In the 1987 NFL draft, he was chosen in the eighth round (215th overall) by the Cincinnati Bengals.

During his rookie season of 1987, he played in 12 games for the Bengals and recorded the first of his two career interceptions. In 1988, he was a starter in all 16 games, and in 1989 he played in all 16 games as a reserve defensive back. In 1990, he again played in all 16 games, including 10 as a starter. In 1991, he signed with the Minnesota Vikings, playing in all 16 games, and in 1992, his final season, he played in 16 games for the Pittsburgh Steelers.

Pre-draft measurables
| Height | Weight | Arm length | Hand span | 40-yard dash | 10-yard split | 20-yard split | 20-yard shuttle | Vertical jump | Broad jump | Bench press |
|---|---|---|---|---|---|---|---|---|---|---|
| 5 ft 10+1⁄4 in (1.78 m) | 186 lb (84 kg) | 30+3⁄4 in (0.78 m) | 8+1⁄2 in (0.22 m) | 4.60 s | 1.64 s | 2.63 s | 4.40 s | 31.5 in (0.80 m) | 9 ft 10 in (3.00 m) | 11 reps |

==Broadcasting career==
Wilcots began his television career as a weekend sports anchor for NBC Cincinnati affiliate WLWT from 1994 until 2003. During this time he spent three seasons (1998–2000) as a sideline reporter for ESPN's Sunday Night Football, for which he received an Emmy Award in 2000 for sideline reporting.

In 2001, Wilcots joined CBS, where he was a color commentator for CBS football telecasts, first paired with Ian Eagle from 2001 to 2008, followed by Kevin Harlan from 2009 to 2013, and Spero Dedes from 2014 to 2016. He is also an analyst on the NFL Network's NFL Total Access show.
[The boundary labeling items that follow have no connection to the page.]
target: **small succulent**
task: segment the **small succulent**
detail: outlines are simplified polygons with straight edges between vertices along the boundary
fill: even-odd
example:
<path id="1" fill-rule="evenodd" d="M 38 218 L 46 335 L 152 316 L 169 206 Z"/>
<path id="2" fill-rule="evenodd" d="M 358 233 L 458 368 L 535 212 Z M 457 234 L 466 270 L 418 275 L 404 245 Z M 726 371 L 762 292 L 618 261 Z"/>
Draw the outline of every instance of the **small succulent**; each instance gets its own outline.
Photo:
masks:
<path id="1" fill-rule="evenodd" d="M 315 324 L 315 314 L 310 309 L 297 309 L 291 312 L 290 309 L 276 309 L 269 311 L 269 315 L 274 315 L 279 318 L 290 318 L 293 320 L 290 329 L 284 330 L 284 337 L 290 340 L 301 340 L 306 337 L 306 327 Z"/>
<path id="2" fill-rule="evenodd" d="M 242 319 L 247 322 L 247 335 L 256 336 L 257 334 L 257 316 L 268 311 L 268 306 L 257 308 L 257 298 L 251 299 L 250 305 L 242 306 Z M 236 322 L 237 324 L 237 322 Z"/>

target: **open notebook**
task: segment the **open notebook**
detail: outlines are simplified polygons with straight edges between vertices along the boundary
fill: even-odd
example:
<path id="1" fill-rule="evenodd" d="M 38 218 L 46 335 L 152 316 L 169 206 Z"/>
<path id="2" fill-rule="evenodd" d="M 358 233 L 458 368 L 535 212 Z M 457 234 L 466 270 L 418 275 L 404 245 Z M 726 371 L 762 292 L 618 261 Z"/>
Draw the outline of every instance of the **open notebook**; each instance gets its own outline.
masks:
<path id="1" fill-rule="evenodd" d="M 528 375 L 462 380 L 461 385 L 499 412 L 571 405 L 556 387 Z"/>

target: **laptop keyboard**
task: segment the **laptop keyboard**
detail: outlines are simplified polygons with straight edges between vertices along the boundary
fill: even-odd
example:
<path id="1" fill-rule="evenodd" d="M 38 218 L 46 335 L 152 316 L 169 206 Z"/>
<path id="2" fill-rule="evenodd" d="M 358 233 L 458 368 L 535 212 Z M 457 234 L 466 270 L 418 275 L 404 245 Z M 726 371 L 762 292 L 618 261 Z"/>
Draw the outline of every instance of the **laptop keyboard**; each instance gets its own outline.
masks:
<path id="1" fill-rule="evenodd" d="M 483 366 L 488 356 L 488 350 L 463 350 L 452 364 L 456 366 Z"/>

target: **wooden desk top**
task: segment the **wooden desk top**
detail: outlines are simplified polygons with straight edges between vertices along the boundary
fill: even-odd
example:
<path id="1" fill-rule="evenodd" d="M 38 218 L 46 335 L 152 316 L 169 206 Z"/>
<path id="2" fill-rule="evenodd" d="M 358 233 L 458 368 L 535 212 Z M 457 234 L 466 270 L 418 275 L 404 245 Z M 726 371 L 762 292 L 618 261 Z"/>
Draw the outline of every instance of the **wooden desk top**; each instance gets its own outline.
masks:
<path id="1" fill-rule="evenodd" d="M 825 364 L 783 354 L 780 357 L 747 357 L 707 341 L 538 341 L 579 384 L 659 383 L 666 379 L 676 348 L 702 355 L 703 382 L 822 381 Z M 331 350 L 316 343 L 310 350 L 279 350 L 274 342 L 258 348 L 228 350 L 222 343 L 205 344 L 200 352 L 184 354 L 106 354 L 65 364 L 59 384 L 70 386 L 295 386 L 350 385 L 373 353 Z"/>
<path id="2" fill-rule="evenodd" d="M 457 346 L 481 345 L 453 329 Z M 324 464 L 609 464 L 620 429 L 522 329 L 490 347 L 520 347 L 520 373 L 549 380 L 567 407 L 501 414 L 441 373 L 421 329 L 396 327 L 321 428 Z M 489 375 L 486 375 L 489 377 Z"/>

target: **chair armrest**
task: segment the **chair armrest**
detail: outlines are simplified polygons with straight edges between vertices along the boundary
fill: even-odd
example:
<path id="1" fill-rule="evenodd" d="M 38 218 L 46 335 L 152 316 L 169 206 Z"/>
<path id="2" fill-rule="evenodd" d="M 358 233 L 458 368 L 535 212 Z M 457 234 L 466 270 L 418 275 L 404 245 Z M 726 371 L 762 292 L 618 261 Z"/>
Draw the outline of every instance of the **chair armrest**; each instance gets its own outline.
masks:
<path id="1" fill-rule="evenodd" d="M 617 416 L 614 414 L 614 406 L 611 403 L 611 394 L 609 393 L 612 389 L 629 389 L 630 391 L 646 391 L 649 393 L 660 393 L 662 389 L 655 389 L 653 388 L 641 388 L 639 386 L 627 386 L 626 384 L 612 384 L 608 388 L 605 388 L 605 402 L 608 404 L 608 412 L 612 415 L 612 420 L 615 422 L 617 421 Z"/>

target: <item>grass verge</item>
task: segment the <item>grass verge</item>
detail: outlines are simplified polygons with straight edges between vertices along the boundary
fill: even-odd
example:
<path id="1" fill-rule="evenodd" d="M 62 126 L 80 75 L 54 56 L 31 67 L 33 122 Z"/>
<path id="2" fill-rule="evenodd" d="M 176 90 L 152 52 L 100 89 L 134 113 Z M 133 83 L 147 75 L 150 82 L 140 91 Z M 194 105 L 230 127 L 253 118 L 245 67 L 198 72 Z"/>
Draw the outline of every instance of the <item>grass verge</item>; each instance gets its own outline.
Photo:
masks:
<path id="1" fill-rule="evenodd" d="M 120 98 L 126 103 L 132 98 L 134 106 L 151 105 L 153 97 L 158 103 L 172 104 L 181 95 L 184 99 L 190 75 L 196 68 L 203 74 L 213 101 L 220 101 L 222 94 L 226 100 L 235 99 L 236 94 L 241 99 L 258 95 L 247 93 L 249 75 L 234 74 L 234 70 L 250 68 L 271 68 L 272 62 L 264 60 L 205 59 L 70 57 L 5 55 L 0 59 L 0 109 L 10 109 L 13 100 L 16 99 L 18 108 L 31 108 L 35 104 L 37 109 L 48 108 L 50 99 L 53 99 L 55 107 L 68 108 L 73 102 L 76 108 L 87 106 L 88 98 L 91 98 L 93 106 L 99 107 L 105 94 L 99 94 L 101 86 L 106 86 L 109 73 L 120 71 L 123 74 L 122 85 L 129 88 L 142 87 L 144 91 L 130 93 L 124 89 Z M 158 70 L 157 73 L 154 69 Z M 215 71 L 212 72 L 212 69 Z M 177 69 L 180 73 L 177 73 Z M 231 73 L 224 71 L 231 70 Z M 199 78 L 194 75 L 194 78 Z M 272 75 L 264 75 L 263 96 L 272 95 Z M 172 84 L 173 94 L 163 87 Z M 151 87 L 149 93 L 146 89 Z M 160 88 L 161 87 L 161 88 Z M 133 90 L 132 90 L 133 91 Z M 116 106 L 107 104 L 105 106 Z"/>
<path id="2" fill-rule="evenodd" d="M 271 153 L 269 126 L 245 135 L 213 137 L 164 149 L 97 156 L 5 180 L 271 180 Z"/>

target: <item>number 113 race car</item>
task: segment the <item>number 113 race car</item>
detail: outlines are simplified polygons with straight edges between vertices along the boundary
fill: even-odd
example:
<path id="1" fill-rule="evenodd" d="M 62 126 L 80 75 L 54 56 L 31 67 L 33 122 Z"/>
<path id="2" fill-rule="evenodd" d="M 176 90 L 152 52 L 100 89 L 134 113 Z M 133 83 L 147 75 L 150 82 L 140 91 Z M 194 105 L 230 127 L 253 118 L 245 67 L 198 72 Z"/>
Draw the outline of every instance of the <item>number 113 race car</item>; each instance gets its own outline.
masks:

On NFL Network, Wilcots can be seen each week on "Playbook", utilizing the same "all 22" game film that coaches and players use to preview all of the upcoming games, alongside an array of former NFL players including Brian Baldinger, Sterling Sharpe and Mike Mayock. Wilcots also is the co-host of "The Opening Drive" on Sirius NFL Radio with Marty Schottenheimer, Gil Brandt and Carl Banks. Wilcots announced his departure from CBS in May 2017.

For several years, Wilcots served as a television announcer for New Orleans Saints preseason games alongside Tim Brando.

Wilcots is now an analyst for Sky Sports in the UK and a guest analyst for Pro Football Focus TV.

He was also a Sideline Reporter in the 2012-13 NFL Playoffs where he joined Steve Tasker

==Appearances in other media==
Wilcots appears as a playable player in All-Pro Football 2K8.